Region 9: Leading With Your Ears
Leading With Your Ears
Jared Randall, Region 9 President
If you had a magic wand and could change one thing about your school community…
What would you change?
I have pondered this question on many occasions and keep coming back to the same idea. I would use my magic wand to ensure everyone in my school community would listen better. I would listen better to staff, students, parents, and colleagues. Staff would listen better to students, each other, and parents. Parents would listen better to their children and school staff. Children would listen to staff and parents better. Imagine the possibilities if these listening improvements became a reality. Staff morale would improve, student learning would shoot off the charts, behavior referrals would plummet, angry emails from parents would cease to exist, and everyone would thrive. Unfortunately, we don’t have any magic wands coming our way and, like most other things in a leader’s life, change needs to start with us.
Before we dive into how we can lead with our ears, let’s explore a few reasons we, and almost all other human beings, are so bad at listening. First, our ego gets in the way. We don’t listen to understand, rather, we listen to respond. We listen just enough to formulate a response and then sit quietly until it is our turn to lay our infinite and infallible wisdom on those lucky enough to hear us. Second, most humans talk at around 225 words per minute, while our brain can listen at 500 words per minute. For our brains, listening to others is like watching a movie in slow motion, so it is not surprising that our minds wander and lose focus. Of course, we must also mention how technology has affected our ability to listen. In her book, Your Not Listening, Kate Murphy references a study from the University of Essex which found that the mere presence of a phone on the table - even if on silent - makes those sitting around the table feel more disconnected and disinclined to talk about anything important or meaningful, knowing if they do, they will probably be interrupted. While technology has not made listening any easier, issues with listening are not a modern problem.
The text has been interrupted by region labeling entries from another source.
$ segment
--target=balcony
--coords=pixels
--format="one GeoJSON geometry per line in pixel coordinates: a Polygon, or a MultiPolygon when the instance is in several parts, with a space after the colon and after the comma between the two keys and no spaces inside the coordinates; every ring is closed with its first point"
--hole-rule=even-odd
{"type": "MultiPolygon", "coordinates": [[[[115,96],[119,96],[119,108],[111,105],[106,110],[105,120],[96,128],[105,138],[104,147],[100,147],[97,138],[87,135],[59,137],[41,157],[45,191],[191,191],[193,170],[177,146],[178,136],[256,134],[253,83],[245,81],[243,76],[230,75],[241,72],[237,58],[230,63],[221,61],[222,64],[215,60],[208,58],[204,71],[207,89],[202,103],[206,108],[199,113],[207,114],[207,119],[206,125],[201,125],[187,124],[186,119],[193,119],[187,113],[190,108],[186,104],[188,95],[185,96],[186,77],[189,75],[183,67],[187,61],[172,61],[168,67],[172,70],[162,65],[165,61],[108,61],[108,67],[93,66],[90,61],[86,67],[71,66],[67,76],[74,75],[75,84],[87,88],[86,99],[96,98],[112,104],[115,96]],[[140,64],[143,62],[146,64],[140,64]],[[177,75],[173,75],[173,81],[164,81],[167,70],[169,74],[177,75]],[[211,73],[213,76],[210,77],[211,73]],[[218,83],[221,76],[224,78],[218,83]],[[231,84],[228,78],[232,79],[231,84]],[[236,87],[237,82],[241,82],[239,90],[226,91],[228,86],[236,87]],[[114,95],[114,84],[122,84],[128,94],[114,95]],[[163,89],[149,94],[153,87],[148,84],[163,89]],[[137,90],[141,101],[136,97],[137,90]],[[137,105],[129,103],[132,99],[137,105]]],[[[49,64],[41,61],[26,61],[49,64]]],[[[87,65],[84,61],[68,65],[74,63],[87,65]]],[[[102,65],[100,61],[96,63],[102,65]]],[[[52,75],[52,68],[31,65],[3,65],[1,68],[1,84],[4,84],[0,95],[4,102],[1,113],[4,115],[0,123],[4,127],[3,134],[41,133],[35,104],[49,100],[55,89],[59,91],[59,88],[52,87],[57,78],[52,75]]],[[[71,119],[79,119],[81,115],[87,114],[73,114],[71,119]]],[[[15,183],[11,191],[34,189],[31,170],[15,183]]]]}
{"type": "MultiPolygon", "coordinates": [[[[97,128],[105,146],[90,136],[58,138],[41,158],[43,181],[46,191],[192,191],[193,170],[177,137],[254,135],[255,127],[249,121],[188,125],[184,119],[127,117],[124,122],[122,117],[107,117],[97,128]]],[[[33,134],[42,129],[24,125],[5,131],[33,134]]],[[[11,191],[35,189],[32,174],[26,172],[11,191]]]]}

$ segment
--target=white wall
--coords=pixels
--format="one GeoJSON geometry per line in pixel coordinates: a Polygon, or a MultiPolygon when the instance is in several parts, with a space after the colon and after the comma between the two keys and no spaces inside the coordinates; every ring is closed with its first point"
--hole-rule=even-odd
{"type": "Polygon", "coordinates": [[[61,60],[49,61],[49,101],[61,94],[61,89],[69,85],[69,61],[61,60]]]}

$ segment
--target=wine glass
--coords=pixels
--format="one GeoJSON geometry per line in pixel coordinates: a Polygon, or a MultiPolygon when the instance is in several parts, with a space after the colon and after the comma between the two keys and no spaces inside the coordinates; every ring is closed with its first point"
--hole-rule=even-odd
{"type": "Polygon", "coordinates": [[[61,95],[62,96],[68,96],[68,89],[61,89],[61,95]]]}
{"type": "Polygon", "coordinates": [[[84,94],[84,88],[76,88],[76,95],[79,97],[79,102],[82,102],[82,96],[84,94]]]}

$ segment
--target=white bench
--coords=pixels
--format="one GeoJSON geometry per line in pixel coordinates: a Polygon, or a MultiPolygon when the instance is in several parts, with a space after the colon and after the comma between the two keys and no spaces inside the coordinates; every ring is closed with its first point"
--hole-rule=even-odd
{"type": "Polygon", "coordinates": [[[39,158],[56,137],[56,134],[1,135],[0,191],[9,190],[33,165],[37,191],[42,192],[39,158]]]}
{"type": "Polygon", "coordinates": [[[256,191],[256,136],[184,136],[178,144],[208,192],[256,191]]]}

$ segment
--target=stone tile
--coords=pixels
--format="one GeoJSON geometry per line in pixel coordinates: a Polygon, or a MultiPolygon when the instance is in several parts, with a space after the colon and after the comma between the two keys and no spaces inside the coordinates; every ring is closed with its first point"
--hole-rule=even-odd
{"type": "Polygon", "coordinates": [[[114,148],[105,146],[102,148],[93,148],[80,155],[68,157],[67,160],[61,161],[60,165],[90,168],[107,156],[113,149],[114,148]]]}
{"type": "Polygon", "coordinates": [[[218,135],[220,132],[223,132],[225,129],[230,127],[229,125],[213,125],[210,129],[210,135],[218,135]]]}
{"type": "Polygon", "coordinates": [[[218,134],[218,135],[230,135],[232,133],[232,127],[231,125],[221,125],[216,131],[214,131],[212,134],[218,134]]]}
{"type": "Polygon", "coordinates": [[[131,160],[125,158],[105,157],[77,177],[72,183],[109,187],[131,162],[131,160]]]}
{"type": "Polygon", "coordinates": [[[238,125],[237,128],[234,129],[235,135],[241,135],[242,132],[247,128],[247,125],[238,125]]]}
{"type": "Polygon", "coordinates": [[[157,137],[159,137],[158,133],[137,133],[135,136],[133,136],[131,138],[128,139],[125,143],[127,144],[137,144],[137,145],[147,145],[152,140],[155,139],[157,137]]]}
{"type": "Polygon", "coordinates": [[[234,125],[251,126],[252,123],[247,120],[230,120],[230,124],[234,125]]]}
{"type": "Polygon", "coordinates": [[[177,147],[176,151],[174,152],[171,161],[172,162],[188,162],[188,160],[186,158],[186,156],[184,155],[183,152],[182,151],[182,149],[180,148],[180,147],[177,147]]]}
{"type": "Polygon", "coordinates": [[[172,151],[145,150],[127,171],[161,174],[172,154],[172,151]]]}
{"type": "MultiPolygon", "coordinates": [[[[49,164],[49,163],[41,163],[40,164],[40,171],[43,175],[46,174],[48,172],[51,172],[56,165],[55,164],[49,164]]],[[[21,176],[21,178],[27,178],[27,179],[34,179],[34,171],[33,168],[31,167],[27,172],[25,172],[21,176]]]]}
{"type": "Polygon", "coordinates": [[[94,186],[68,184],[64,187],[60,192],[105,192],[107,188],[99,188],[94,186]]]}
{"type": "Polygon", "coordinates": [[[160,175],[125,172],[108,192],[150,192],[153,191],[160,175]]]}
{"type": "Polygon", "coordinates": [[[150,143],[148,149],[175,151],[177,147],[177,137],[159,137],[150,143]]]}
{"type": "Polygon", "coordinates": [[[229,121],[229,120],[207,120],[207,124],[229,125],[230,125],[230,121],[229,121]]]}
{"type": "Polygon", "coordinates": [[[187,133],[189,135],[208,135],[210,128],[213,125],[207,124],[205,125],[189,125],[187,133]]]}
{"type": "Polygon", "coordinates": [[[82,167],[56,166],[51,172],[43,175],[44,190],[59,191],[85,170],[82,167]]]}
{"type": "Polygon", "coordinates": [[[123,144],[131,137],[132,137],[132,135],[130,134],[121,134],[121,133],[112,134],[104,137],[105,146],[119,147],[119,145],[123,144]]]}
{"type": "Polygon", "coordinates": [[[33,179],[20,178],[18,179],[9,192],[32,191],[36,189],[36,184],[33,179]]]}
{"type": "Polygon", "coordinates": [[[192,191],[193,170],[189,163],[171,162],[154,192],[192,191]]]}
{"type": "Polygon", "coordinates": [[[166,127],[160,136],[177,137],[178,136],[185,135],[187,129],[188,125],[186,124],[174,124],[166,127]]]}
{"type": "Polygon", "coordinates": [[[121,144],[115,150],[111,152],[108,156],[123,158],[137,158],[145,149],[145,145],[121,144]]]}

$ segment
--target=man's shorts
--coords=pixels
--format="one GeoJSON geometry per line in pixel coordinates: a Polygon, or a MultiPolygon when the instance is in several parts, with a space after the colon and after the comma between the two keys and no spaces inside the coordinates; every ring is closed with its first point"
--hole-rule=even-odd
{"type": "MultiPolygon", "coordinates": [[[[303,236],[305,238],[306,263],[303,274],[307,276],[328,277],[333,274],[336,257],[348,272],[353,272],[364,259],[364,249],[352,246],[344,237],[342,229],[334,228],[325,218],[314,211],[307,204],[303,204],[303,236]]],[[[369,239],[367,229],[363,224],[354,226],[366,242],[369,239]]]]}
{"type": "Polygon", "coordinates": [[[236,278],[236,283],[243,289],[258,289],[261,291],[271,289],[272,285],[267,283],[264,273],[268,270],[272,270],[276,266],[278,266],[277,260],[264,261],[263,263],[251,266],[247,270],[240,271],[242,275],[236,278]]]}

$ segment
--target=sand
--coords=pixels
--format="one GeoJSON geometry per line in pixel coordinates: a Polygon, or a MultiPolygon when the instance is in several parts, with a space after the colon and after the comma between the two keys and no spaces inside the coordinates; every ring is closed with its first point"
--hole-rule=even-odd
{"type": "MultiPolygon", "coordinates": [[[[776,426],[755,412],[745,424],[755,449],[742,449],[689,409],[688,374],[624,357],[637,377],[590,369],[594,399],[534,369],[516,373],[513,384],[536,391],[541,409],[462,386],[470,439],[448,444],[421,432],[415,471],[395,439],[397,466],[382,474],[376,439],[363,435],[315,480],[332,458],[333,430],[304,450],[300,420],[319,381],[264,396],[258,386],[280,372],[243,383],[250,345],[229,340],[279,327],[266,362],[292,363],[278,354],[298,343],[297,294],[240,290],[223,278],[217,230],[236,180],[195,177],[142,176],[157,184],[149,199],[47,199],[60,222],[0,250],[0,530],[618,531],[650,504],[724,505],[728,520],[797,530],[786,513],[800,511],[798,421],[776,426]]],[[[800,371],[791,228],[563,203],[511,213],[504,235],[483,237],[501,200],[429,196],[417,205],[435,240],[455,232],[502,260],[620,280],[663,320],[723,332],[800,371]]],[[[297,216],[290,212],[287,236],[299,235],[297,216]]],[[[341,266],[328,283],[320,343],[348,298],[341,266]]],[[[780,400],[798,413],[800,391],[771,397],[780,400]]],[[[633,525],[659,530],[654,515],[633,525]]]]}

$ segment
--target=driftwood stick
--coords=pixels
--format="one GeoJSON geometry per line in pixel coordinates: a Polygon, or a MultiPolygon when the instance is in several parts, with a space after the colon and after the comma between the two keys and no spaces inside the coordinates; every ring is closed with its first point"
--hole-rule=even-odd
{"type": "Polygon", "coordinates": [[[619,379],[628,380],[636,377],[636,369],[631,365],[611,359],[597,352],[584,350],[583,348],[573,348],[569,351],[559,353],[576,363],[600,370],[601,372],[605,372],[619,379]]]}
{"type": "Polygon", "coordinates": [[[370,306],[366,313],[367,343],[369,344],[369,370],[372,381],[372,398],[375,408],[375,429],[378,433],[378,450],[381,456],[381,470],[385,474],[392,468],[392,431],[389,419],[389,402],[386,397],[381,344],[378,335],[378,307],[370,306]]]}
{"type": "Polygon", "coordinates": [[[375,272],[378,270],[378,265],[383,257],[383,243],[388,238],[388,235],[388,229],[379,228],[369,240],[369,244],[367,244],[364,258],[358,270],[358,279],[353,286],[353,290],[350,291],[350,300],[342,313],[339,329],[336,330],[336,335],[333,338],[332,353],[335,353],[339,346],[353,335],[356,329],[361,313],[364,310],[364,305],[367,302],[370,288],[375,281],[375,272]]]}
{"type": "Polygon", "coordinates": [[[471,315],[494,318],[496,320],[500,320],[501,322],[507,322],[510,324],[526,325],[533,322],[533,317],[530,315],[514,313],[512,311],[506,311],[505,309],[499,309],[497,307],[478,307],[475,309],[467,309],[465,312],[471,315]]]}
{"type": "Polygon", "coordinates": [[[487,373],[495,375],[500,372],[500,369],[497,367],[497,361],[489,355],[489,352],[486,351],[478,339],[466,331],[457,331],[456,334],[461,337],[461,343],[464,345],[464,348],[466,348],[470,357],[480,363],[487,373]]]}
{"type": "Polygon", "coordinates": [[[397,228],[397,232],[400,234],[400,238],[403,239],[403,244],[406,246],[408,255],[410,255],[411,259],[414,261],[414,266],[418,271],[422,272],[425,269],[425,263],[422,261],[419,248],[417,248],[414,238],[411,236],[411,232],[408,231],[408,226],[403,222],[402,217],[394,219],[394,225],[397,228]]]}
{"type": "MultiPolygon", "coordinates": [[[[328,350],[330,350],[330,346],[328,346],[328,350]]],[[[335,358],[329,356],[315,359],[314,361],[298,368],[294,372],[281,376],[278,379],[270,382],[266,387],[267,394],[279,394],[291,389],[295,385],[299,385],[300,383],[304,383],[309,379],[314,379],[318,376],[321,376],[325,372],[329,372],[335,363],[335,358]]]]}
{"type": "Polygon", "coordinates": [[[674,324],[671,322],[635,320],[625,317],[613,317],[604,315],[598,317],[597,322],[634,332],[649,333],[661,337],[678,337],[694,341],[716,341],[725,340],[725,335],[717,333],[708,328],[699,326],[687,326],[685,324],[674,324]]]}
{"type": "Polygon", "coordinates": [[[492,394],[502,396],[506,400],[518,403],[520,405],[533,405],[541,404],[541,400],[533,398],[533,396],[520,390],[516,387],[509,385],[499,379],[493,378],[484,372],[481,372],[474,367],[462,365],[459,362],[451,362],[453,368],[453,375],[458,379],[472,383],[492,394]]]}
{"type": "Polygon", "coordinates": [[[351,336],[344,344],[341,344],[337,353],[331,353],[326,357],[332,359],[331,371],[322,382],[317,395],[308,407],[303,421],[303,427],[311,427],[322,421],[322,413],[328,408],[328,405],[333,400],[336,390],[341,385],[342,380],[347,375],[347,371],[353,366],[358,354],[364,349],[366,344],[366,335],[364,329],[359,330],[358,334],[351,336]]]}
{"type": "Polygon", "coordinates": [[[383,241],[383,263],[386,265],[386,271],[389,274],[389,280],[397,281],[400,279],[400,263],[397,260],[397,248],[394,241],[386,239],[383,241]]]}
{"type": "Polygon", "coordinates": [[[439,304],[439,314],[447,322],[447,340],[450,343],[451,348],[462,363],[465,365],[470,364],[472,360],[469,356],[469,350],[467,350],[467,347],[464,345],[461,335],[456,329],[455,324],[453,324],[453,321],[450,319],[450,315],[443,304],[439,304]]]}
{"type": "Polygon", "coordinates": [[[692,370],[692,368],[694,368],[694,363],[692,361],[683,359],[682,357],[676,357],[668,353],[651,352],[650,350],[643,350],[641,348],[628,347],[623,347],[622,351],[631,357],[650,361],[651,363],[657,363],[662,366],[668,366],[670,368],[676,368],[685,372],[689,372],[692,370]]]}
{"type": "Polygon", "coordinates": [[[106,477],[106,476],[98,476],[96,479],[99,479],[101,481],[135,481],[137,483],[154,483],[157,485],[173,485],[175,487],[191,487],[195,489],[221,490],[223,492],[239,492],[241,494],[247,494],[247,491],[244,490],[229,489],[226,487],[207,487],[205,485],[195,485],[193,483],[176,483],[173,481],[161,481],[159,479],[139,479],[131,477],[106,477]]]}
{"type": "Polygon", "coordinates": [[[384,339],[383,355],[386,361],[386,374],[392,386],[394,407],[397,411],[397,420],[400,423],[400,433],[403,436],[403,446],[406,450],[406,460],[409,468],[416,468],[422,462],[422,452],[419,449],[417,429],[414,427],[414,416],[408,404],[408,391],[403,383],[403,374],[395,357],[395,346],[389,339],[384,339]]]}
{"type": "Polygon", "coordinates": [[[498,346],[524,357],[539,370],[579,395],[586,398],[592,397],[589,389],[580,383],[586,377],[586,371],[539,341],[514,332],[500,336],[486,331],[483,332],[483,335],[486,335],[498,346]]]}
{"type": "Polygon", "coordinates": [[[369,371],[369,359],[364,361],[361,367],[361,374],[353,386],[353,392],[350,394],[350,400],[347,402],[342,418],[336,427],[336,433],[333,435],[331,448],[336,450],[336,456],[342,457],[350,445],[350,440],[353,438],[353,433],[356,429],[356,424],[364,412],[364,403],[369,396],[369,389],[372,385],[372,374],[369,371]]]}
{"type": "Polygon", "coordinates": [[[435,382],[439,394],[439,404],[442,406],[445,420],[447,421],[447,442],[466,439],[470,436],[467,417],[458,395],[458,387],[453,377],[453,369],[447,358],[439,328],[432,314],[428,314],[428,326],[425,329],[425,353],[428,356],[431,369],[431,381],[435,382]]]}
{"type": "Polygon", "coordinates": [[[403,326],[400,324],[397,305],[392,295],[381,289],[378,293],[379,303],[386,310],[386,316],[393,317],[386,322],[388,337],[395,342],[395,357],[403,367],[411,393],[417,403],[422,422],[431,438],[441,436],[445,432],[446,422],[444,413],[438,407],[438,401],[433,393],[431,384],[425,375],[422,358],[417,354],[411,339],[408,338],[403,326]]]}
Epictetus, a stoic philosopher who lived around 2000 years ago, famously warned, “We have two ears and one mouth, therefore we should listen twice as much as we speak.” Shakespeare, in Henry the IV, which was written in 1596, wrote the line, “It is the disease of not listening that I am troubled with all”.
There are myriad ways to become a better listener. The most important and all encompassing choice is to cultivate humility. My favorite definition of humility comes from Brian Kight, who says that humility is “strength under control”. Often, people enter conversations with the goal of being understood. When we enter a conversation with humility, and keep our strength under control, our entire mindset changes and our sole focus becomes understanding the other person. As M. Scott Peck said, “True listening requires the setting aside of oneself”.
To solely focus on the other person, you must start by putting your technology away. Close your computer, put your phone away, and don’t check your smart watch. Don’t multitask. Single task. Your single task is to make the other person feel heard. Next, you must use your excess brain power to discern what the other person is communicating via their word choice, their facial expressions, body language, and tone of voice. Try to discern what the person needs from the conversation. Do they need a listening ear, advice, a thought partner, or feedback? If you aren’t sure, be humble and ask. As leaders, we are often in permanent problem solving mode, so we immediately start giving solutions and solving problems. People don’t need leaders with all the answers. People need leaders who will listen and see them as human beings. Leaders who don’t listen find themselves surrounded by people with nothing to say.
Another way to display humility is to ask follow up questions. Asking follow up questions accomplishes a few things. First, it signals to the other person that you were paying attention. Second, it makes the other person feel heard and understood. Third, it helps you genuinely understand what the other person is trying to say and what they might need. Be humble and keep asking questions until you genuinely understand and the other person feels understood.
As leaders, how do we know if we are listening well? The important thing to remember is that listening well, or leading with our ears, isn’t about us or how we feel. The key to being a good listener is making the other person feel seen, heard, and understood. I love what a biographer wrote about novelist E.M Forester, “to speak to him was to be seduced with an inverse charisma, a sense of being listened to with such intensity that you had to be your most honest, sharpest, and best self.” Ask yourself, when people in my school community speak to me, are they seduced with inverse charisma? Do they have to be their most honest, sharpest, and best selves? If not, I encourage you to cultivate humility and continue to work on leading with your ears.